At 8:46 am the very next morning, it was no longer a laughing matter.
David Paventi was in an interior (windowless) conference room on the North Tower's 81st floor at 8:46 am on Tuesday, September 11, 2001, when the murderous cowards who had hijacked American Airlines Flight 11 earlier that morning shortly after it had departed from Logan Airport in Boston, flew it into the North Tower's north face, cutting into the building between the 93rd and 99th floors. The conference room shook. By his own admission, David Paventi did not know what to make of what had just occurred, thinking it might have been an earthquake. His colleagues who had lived through the 1993 World Trade Center bombing had no such hesitation. They exited the room as quickly as they could and headed to the nearest stairwell. Mr. Paventi followed suit.
The traffic on the stairwell was intense and it seemed to take forever for those on it to make their way down. David Paventi and his friend and colleague, Bob, toyed with the idea of trying to get out of the crowded stairwell and finding another escape route. They ultimately opted against doing so - staying the course and staying in the stairwell in which they had begun their descent.

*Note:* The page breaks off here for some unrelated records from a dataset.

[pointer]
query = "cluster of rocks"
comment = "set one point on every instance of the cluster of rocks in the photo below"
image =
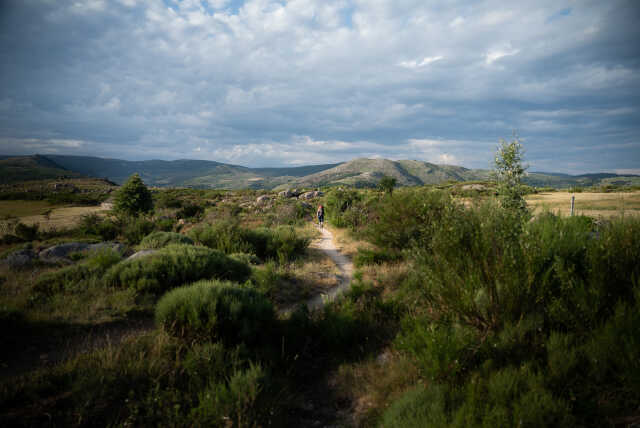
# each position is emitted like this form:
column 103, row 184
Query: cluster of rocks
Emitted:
column 57, row 253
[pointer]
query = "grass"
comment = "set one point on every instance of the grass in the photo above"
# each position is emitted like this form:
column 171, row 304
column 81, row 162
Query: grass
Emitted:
column 591, row 204
column 18, row 209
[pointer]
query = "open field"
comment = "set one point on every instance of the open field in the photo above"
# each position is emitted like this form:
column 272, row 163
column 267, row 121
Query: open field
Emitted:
column 23, row 208
column 590, row 204
column 60, row 217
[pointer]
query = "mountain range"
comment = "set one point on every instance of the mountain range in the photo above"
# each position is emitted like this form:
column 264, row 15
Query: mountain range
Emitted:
column 209, row 174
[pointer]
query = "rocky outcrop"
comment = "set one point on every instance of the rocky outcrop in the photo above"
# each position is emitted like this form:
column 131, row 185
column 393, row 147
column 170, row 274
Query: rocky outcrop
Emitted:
column 20, row 259
column 311, row 195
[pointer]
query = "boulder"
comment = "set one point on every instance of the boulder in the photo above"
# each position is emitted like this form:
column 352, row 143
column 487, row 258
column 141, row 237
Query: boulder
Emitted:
column 62, row 251
column 19, row 259
column 479, row 187
column 311, row 195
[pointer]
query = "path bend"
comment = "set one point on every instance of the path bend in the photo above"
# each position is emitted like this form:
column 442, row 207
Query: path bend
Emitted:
column 345, row 266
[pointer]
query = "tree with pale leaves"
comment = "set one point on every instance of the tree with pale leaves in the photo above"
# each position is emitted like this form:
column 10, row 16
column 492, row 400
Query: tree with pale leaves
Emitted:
column 508, row 173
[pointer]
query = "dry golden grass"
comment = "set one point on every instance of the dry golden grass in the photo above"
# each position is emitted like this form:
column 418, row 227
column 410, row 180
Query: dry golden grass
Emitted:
column 372, row 385
column 345, row 243
column 62, row 217
column 590, row 204
column 23, row 208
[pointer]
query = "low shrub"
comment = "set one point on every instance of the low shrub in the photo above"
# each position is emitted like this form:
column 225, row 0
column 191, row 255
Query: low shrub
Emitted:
column 215, row 310
column 366, row 257
column 73, row 278
column 157, row 240
column 95, row 225
column 26, row 232
column 281, row 244
column 175, row 265
column 136, row 228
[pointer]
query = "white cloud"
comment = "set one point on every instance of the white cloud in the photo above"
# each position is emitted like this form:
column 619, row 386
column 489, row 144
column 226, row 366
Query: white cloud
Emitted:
column 418, row 64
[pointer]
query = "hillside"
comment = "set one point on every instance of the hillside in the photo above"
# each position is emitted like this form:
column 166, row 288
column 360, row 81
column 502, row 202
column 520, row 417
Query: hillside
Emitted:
column 26, row 168
column 210, row 174
column 368, row 172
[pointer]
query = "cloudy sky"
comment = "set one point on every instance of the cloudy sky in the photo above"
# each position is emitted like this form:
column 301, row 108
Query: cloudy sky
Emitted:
column 294, row 82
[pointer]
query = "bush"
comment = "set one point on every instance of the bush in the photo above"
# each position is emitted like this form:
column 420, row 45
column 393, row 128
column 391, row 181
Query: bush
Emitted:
column 133, row 198
column 157, row 240
column 175, row 265
column 136, row 228
column 215, row 310
column 76, row 277
column 26, row 232
column 94, row 225
column 281, row 244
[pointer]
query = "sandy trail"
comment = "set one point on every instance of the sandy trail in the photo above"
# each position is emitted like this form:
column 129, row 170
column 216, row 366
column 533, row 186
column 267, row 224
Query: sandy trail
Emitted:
column 325, row 244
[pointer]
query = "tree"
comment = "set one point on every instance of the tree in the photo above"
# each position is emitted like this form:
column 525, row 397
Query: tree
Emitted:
column 508, row 173
column 387, row 184
column 133, row 198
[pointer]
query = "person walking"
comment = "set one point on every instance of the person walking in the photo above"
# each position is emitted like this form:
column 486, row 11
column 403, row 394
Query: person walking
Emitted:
column 320, row 214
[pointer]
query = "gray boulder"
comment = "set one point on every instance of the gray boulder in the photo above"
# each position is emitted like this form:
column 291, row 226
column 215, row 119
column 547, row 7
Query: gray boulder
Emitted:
column 19, row 259
column 62, row 251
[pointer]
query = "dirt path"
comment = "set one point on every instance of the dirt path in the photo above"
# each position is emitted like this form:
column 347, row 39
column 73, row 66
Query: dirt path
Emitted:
column 325, row 243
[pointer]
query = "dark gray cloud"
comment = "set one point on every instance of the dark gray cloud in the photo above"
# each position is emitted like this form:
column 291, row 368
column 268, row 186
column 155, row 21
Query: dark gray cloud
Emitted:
column 264, row 83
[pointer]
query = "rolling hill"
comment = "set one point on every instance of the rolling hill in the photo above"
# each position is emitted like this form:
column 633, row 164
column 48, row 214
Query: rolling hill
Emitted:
column 209, row 174
column 15, row 169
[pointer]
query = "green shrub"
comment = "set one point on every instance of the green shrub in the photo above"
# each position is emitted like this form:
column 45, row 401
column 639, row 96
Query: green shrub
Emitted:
column 133, row 198
column 157, row 240
column 95, row 225
column 175, row 265
column 26, row 232
column 421, row 407
column 215, row 310
column 79, row 276
column 281, row 244
column 190, row 210
column 136, row 228
column 372, row 257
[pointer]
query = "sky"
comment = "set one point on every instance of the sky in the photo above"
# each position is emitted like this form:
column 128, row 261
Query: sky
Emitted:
column 298, row 82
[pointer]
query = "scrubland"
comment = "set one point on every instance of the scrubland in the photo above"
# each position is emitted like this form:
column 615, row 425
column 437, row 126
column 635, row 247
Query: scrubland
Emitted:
column 459, row 314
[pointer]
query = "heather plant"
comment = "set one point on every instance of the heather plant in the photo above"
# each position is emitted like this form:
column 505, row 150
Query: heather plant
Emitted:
column 175, row 265
column 215, row 310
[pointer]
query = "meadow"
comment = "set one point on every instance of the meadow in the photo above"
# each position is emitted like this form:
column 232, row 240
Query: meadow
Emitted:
column 459, row 314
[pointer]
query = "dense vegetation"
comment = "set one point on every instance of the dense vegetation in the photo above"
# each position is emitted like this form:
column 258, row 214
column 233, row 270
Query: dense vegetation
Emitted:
column 464, row 312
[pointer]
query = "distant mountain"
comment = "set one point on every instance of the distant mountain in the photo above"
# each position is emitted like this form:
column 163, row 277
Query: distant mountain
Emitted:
column 209, row 174
column 368, row 172
column 25, row 168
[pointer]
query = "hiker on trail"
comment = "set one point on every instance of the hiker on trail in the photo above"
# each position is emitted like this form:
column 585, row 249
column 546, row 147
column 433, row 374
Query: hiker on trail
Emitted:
column 320, row 215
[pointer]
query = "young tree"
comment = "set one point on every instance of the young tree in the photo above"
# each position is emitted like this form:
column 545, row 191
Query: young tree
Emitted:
column 387, row 184
column 508, row 173
column 133, row 198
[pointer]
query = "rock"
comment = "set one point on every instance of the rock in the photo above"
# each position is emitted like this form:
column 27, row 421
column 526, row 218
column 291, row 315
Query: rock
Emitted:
column 311, row 195
column 62, row 251
column 142, row 253
column 286, row 194
column 473, row 187
column 116, row 246
column 19, row 259
column 262, row 200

Eventually, David Paventi and Bob made it out of the building. When they reached the courtyard, a police officer told them to run as fast as they could and get as far away from the World Trade Center as they could. They took her counsel to heart. As they ran uptown, the two men heard the noise of the South Tower collapsing into the ground below. The two men eventually made their way to the Queensboro Bridge and began walking across it. Their goal was Long Island and Bob's brother's house. They made it. The following day, the two drove home to Charlotte, North Carolina.
Several years after that terrible day, the NYPD telephoned David Paventi. The call was to inform him that the NYPD had recovered his case. Impossible, he thought, I am looking at my briefcase right now. However, when he tried to tell the person on the other end of the phone he could not be the person to whom the briefcase in question belonged, he was told, "I'm not arguing, we have a case, and it has your name on it."
Indeed it was. It was the travel wallet David Paventi had brought with him to New York for his September 2001 meetings at the World Trade Center. Its contents included his passport and his frequent flyer card. Inside of it, someone had placed a note, "D. Paventi - assumed DOA."
There is an old adage about the perils of making an assumption. I suspect David Paventi did not waste a moment or a breath on uttering it when he read that note. The proof is in the living after all, which is exactly what he is doing - and has one - every day for the past twenty-two years.